PostgreSQL Consistency Model: COMMIT or ROLLBACK
Last updated: July 18, 2025
PostgreSQL is an ACID-compliant relational database, which means it guarantees Atomicity, Consistency, Isolation, and Durability. At the heart of this model are transactions, and each transaction has only two possible outcomes:
✅ COMMIT
This means the transaction succeeded.
All changes made during the transaction are permanently written to the database.
PostgreSQL ensures durability: even in the event of a crash, committed changes are safe and will persist.
In the Formance Ledger, a successful transaction means:
Balances are updated.
Logs are inserted.
Any triggers (like hashing) are executed.
Any side effects (e.g., volumes, metadata updates) are finalized.
❌ ROLLBACK
This means the transaction failed or was explicitly canceled.
All operations done during the transaction are undone.
PostgreSQL discards any intermediate state, so no partial updates ever reach the database.
In Formance, if an error occurs (e.g., insufficient funds, validation failure, concurrency conflict), the ledger returns an error to the client, and no changes are committed.
🔢 PostgreSQL Sequences & Gaps in IDs
In PostgreSQL, sequences are used to generate unique identifiers (e.g., for transaction_id or log_id).
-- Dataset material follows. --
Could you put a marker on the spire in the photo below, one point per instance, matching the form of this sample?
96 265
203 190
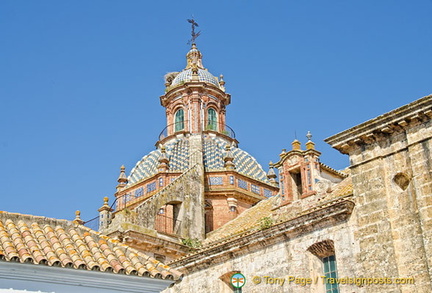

These sequences are not transactional. That is:
When you request the next value from a sequence (
nextval('sequence_name')), PostgreSQL increments the sequence immediately, outside the current transaction.If the transaction later rolls back, that value is lost forever — it is not reused.
This is by design, because sequences are intended to produce unique, ever-increasing values efficiently without rollback overhead.
If the ledger operation fails and is rolled back, the sequence number is still consumed. The next successful transaction will get a higher ID, resulting in a gap in the sequence.
🧱 Why This Matters for the Ledger
Because Formance wraps every ledger operation inside a single PostgreSQL transaction, this gives you strong consistency guarantees out of the box:
Guarantee | What It Means in Practice |
Atomicity | Either the whole ledger write succeeds, or none of it does. No partial ledger state. |
Consistency | Ledger rules (e.g., double-entry, balance constraints) are always preserved. |
Isolation | Concurrent transactions do not interfere—thanks to PostgreSQL’s row-level locking and MVCC. |
Durability | Once committed, your ledger data is safe—even in case of crashes or restarts. |
Formance does not need log hashing or extra mechanisms to ensure consistency. That’s already guaranteed by PostgreSQL through its transactional model: either everything is applied, or nothing is.